Letting Go - 61

I'm going through my extensive list of playlists (a total of 127 playlists are saved in my account, the vast majority of them created and curated by myself) and I'm reflecting on the idea of letting go.

I still have my first real playlist. I can see the dates that I added songs, and they stretch all the way back to October of 2019.

One thing that I have noticed is that music, more than almost anything else, invokes my memories extremely well. I have a few playlists that I listened to with my older sister and her SO while we played Minecraft together last summer; those same playlists make me meloncholy now that the relationship is over and the time gone by. I have a playlist that I listened to in January of '20, on my final vacation before COVID-19 hit, a weeklong trip to see winter in New York. If I put it on, I immediately think about the hotel, the city streets, the museums, and most of all the depressing taxi ride to the airport.

I don't listen to these playlists, and they clutter my account. That said, if I remove them, the information is possible to regain. Going forward, I have solutions to clutter - prioritize quality over quantity - but what do I do about that which already exists? What can I let go of?

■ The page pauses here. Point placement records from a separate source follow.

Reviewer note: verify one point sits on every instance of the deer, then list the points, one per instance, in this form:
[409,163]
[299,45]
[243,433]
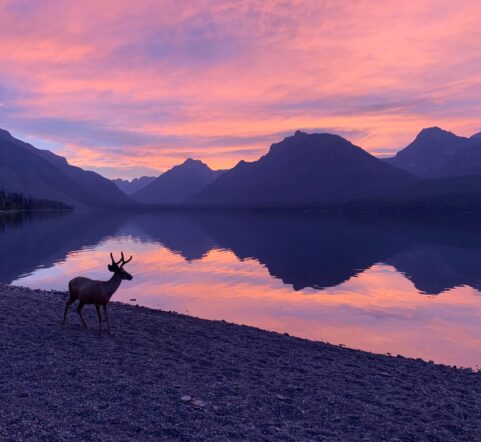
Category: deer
[89,291]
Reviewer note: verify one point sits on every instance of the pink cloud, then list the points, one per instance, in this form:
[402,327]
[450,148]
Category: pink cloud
[143,73]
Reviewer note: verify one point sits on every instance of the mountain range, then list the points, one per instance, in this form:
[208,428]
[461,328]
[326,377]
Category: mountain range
[436,153]
[41,174]
[303,169]
[437,170]
[131,186]
[178,183]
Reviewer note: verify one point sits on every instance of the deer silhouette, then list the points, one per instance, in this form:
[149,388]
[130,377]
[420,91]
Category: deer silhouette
[89,291]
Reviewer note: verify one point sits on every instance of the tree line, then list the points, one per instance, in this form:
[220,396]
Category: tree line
[17,201]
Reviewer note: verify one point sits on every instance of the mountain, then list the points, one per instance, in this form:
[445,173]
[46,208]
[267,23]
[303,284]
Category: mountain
[41,174]
[303,169]
[178,183]
[436,153]
[476,136]
[130,187]
[459,194]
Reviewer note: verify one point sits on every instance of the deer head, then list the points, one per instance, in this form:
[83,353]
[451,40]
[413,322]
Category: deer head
[117,267]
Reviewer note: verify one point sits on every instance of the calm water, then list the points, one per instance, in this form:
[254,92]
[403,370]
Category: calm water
[387,285]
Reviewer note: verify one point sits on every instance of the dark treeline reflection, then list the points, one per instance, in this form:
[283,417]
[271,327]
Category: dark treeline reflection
[304,250]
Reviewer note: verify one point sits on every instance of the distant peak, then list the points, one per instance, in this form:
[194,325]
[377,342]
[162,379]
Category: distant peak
[299,133]
[434,132]
[476,136]
[5,134]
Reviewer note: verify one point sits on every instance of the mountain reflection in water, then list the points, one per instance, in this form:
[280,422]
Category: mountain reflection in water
[356,280]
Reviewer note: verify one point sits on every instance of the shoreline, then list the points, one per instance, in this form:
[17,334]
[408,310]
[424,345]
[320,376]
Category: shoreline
[242,383]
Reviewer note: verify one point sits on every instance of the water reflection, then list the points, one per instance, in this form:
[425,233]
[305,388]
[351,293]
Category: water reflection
[357,280]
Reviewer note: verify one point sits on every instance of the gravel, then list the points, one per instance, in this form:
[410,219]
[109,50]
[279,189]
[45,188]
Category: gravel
[165,376]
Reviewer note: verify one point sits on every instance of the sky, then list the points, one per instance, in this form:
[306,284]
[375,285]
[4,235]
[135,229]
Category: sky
[131,88]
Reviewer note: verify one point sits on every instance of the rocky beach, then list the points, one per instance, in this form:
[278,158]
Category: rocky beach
[166,376]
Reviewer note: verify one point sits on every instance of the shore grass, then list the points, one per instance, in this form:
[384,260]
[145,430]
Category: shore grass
[166,376]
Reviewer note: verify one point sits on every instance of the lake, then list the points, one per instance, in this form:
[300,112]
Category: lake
[386,284]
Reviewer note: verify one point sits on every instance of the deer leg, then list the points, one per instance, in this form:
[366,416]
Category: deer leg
[97,307]
[67,305]
[107,319]
[79,311]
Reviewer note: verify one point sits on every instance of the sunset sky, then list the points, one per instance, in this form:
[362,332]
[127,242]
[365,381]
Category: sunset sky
[129,88]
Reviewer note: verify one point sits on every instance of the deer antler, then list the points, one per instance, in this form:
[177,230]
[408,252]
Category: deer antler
[113,261]
[123,259]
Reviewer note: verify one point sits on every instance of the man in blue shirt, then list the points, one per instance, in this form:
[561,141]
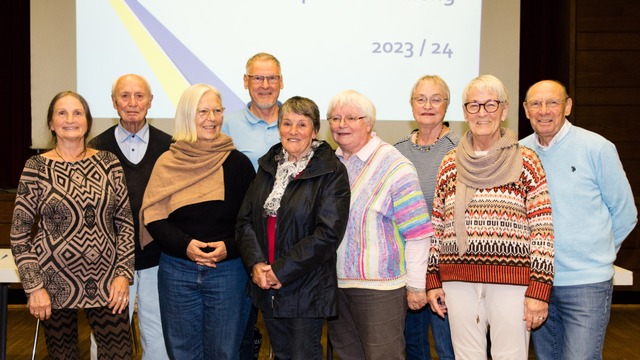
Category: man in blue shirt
[593,212]
[254,129]
[138,145]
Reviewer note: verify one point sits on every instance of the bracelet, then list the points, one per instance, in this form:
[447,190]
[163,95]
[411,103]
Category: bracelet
[415,290]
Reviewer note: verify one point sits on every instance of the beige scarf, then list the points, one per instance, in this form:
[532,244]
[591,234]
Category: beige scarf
[188,173]
[501,165]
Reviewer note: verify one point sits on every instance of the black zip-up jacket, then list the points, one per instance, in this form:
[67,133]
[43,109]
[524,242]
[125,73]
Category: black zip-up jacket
[311,222]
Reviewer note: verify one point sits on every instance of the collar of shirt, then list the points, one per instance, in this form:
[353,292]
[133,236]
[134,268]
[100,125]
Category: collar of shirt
[366,151]
[133,146]
[254,119]
[564,130]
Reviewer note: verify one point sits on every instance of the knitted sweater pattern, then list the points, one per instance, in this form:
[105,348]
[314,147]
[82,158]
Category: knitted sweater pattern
[509,227]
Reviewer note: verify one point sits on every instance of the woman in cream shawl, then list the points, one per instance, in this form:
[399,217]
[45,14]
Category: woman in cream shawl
[493,254]
[190,207]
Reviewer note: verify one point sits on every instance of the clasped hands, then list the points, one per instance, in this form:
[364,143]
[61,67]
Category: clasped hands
[263,276]
[209,259]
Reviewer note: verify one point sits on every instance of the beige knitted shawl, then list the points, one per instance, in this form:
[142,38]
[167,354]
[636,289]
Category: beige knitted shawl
[188,173]
[501,165]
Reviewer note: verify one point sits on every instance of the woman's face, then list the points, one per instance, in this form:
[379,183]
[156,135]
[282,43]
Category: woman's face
[209,117]
[69,120]
[296,134]
[429,92]
[349,128]
[485,126]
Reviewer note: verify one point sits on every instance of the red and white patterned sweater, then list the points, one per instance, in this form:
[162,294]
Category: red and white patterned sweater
[510,231]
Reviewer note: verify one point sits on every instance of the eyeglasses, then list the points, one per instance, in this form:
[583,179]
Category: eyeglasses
[204,113]
[550,104]
[348,119]
[259,79]
[490,106]
[435,101]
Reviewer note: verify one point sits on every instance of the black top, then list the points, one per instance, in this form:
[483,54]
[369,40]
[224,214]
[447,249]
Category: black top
[209,220]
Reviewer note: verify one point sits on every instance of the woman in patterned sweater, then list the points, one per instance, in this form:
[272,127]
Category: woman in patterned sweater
[493,254]
[82,253]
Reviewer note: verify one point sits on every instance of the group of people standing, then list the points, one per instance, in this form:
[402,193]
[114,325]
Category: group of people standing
[485,239]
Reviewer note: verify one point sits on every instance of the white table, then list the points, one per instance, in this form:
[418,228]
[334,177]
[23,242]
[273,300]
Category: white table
[8,275]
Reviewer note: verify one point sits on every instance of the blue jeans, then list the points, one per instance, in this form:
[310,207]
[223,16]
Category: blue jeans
[416,334]
[576,324]
[204,310]
[145,286]
[295,338]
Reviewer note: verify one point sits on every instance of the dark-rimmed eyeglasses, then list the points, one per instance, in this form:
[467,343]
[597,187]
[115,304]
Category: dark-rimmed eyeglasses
[204,113]
[259,79]
[551,104]
[434,101]
[490,106]
[348,119]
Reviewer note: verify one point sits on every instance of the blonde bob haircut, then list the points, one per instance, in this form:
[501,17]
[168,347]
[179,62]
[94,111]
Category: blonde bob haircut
[488,83]
[437,80]
[353,98]
[184,125]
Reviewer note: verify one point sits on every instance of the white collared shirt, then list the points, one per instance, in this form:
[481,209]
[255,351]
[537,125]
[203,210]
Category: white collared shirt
[133,146]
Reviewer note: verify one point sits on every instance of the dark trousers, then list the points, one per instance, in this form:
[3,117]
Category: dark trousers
[112,333]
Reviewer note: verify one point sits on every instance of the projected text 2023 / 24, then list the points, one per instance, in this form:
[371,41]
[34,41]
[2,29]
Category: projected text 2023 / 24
[409,49]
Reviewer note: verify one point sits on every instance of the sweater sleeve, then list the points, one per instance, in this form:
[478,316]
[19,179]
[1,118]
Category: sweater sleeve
[446,173]
[413,221]
[123,221]
[28,197]
[616,193]
[538,210]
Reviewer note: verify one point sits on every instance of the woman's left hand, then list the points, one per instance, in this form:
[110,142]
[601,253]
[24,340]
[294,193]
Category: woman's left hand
[535,312]
[119,294]
[416,299]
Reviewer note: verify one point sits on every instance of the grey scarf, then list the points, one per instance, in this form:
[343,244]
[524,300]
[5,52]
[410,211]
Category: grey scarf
[501,165]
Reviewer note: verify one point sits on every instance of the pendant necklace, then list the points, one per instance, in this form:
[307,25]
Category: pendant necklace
[76,175]
[428,147]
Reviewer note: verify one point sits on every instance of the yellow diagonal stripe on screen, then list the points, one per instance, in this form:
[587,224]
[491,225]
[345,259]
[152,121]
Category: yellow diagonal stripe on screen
[170,79]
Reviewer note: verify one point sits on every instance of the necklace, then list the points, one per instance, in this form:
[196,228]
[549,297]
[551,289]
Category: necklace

I've noticed this happen with many things throughout my life. Childhood toys, like stuffed animals and LEGOs, old notebooks and schoolwork, a useless camera role filled with images off the internet: they're all things that I almost certainly will not use for any functional purpose - anything other than reminiscing - and they are pure clutter. But how can I get rid of them? Isn't it better to have these relics hidden away, tucked in some corner to be rediscovered and causing a little bit of clutter, than to lose these pieces of history forever?

There must be some art to letting go, an art that I have not mastered.